1. Australian Institute of Health and Welfare (AIHW). Blood and blood-forming organ diseases in Australia. Cat. no. HWE 85. Canberra: AIHW; 2023.
2. Australian Commission on Safety and Quality in Health Care (ACSQHC). National Patient Blood Management Guidelines — Module 1: Critical Bleeding / Massive Transfusion. Sydney: ACSQHC; 2023.
3. Royal Australian College of General Practitioners (RACGP). Guidelines for Preventive Activities in General Practice (Red Book). 9th edn. Melbourne: RACGP; 2023.
4. Hoffbrand AV, Moss PAH. Hoffbrand's Essential Haematology. 8th edn. Oxford: Wiley-Blackwell; 2020.
5. Pasricha SR, Flecknoe-Brown SC, Allen KJ, et al. Diagnosis and management of iron deficiency anaemia: a clinical update. Medical Journal of Australia. 2010;193(9):525–532.
6. Cancer Council Australia. Understanding Blood Cancers. Sydney: Cancer Council Australia; 2023.
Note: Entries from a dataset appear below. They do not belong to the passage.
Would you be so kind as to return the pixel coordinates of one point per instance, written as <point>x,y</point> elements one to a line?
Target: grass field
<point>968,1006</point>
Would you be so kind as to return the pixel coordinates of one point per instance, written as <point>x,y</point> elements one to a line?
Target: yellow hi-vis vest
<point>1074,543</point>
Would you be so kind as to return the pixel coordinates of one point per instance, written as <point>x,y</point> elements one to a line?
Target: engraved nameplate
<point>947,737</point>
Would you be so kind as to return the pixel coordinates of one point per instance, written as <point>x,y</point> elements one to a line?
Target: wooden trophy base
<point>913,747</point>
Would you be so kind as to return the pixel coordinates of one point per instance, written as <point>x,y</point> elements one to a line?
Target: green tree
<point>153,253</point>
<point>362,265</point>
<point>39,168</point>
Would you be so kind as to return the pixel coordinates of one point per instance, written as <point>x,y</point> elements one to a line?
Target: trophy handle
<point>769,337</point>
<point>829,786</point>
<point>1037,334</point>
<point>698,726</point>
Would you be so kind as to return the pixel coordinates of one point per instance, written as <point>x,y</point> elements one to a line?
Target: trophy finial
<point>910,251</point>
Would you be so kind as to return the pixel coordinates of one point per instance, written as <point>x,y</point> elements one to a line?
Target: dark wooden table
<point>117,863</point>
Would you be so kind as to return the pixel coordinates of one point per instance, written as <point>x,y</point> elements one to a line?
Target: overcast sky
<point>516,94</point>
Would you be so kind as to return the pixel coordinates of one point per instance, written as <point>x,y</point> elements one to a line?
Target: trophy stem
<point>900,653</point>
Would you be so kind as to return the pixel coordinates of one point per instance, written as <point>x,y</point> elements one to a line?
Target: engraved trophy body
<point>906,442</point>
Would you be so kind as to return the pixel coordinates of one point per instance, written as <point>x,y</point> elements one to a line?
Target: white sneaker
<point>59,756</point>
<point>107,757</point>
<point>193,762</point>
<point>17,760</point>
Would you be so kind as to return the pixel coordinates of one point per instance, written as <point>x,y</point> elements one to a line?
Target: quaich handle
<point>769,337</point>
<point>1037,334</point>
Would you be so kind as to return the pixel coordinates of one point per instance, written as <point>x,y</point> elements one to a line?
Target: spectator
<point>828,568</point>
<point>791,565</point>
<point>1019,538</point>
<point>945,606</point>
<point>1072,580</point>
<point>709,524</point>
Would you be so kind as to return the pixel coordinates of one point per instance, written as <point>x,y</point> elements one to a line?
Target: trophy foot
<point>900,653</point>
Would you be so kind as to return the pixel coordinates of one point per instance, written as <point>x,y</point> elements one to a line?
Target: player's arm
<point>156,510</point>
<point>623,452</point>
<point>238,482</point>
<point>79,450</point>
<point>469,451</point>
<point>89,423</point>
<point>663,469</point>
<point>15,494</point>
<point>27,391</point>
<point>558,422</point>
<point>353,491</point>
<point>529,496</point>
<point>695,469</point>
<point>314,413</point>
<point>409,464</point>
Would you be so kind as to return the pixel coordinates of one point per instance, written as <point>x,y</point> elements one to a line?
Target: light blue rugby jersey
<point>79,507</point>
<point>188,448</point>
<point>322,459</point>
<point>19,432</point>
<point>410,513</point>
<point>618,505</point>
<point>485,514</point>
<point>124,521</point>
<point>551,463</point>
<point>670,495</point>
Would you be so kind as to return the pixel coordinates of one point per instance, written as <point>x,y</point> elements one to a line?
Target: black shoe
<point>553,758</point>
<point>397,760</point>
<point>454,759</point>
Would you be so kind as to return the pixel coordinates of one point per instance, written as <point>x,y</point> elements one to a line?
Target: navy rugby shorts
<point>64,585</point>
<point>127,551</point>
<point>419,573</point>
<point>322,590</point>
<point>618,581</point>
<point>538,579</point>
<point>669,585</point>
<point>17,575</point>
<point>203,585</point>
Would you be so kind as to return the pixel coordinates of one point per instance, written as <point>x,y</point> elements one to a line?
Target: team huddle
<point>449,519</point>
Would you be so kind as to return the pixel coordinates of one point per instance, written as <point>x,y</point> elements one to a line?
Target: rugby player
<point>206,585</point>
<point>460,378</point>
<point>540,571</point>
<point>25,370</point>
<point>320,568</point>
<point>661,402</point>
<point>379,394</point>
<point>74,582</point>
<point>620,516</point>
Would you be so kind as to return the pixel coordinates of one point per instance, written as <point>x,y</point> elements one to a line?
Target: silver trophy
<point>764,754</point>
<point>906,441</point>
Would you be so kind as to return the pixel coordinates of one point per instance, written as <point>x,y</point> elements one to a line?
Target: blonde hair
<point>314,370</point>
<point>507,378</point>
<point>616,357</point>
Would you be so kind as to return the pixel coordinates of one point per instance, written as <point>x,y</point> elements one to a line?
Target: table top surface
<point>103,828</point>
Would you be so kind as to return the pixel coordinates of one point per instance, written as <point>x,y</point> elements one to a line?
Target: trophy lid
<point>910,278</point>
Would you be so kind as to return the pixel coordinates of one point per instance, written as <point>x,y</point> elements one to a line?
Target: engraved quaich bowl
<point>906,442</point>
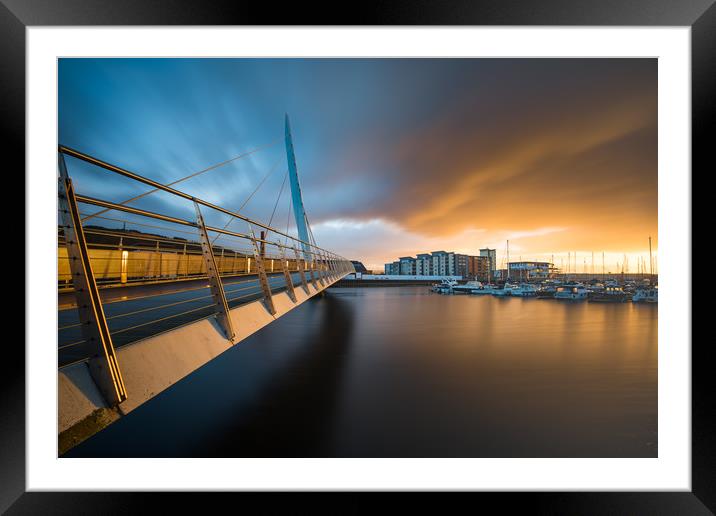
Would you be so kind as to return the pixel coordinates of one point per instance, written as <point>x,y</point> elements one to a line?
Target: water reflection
<point>401,372</point>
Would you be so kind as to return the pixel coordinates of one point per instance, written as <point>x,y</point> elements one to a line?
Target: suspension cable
<point>278,198</point>
<point>212,167</point>
<point>231,218</point>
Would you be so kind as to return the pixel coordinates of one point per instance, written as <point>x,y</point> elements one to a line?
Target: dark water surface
<point>401,372</point>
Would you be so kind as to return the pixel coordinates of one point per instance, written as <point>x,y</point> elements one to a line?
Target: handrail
<point>150,182</point>
<point>145,213</point>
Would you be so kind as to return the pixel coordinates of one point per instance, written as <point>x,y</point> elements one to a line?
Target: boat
<point>609,294</point>
<point>444,287</point>
<point>468,287</point>
<point>571,292</point>
<point>546,292</point>
<point>506,290</point>
<point>525,290</point>
<point>486,289</point>
<point>646,295</point>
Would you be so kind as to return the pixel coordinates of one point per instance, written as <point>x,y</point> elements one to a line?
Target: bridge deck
<point>137,312</point>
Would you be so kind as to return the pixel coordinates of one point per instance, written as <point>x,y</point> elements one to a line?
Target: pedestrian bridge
<point>147,296</point>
7. Bain BJ. Blood Cells: A Practical Guide. 6th edn. Oxford: Wiley-Blackwell; 2022.
8. Australian Institute of Health and Welfare (AIHW). Aboriginal and Torres Strait Islander Health Performance Framework: Summary report. Canberra: AIHW; 2023.
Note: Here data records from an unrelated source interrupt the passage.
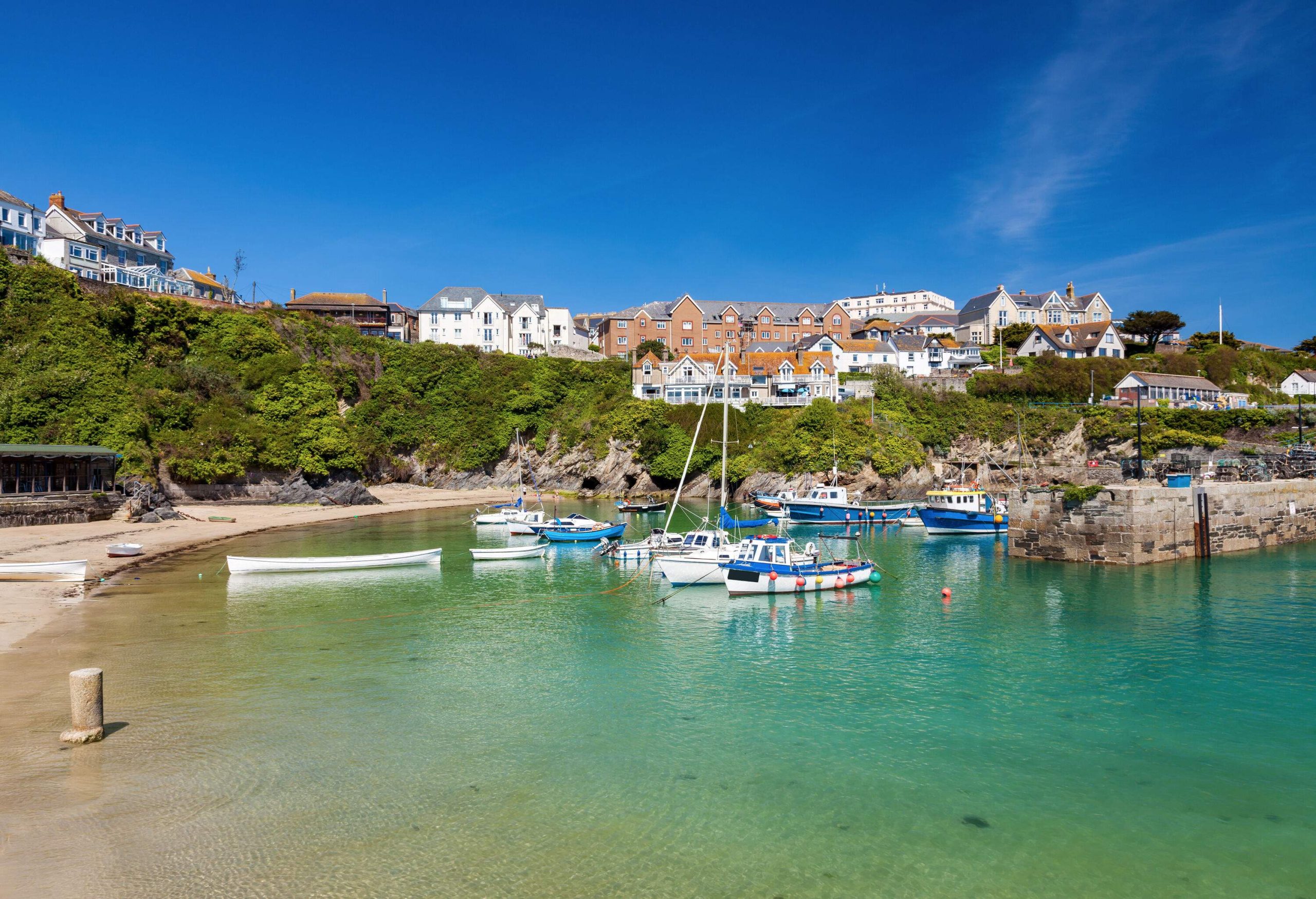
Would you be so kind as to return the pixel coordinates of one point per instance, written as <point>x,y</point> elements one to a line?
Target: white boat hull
<point>70,571</point>
<point>252,565</point>
<point>682,572</point>
<point>510,552</point>
<point>788,583</point>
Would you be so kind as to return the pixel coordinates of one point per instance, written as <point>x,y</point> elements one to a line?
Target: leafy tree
<point>1204,340</point>
<point>1015,335</point>
<point>1150,325</point>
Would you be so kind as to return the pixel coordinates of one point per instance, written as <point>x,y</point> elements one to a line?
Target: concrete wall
<point>255,487</point>
<point>76,508</point>
<point>1134,526</point>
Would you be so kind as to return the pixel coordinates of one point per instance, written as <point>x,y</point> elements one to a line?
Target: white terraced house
<point>100,248</point>
<point>985,315</point>
<point>764,378</point>
<point>1301,383</point>
<point>508,323</point>
<point>22,224</point>
<point>898,303</point>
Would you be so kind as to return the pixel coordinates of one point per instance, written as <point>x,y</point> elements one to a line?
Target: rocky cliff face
<point>576,469</point>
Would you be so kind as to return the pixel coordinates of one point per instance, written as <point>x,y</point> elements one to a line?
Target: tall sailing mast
<point>727,395</point>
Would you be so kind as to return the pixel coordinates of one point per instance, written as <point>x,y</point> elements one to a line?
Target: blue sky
<point>620,153</point>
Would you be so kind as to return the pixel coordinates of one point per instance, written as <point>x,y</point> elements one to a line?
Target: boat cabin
<point>961,501</point>
<point>835,494</point>
<point>34,469</point>
<point>697,539</point>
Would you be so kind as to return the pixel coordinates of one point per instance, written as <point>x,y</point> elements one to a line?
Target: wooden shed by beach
<point>34,469</point>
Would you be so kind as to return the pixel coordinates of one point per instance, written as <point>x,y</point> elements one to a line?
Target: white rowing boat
<point>252,565</point>
<point>71,571</point>
<point>510,552</point>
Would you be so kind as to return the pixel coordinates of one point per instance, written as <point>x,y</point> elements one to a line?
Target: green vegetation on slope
<point>219,393</point>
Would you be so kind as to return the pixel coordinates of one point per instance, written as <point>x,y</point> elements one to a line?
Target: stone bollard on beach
<point>88,706</point>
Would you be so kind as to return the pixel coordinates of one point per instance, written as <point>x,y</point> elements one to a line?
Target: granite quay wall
<point>1127,524</point>
<point>73,508</point>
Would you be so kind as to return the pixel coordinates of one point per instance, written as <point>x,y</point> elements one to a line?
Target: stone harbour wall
<point>73,508</point>
<point>1127,524</point>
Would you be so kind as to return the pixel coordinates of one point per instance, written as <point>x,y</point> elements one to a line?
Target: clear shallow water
<point>506,729</point>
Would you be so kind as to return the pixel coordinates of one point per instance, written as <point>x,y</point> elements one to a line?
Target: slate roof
<point>90,229</point>
<point>978,303</point>
<point>513,302</point>
<point>1157,379</point>
<point>910,343</point>
<point>54,449</point>
<point>15,202</point>
<point>929,320</point>
<point>454,294</point>
<point>865,346</point>
<point>783,314</point>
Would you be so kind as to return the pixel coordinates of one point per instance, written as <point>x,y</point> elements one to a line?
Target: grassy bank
<point>217,393</point>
9. RHDAustralia (Rheumatic Heart Disease Australia). ARF/RHD Clinical Practice Guidelines. Darwin: Menzies School of Health Research; 2023.
10. National Health and Medical Research Council (NHMRC). Australian Dietary Guidelines. Canberra: NHMRC; 2013 (updated recommendations 2023).
11. Sallee CJ, Tey JCJ, Wilson RJ, et al. The epidemiology of lymphoma in Australia: a nationwide study. Internal Medicine Journal. 2023;53(4):528–536.
12. Aster JC, Bhatt AP, Bhatt DL. White-cell and platelet disorders. In: Bhatt DL, editor. Braunwald's Heart Disease: A Textbook of Cardiovascular Medicine. 12th edn. Philadelphia: Elsevier; 2022. [Chapter reference for haematological assessment].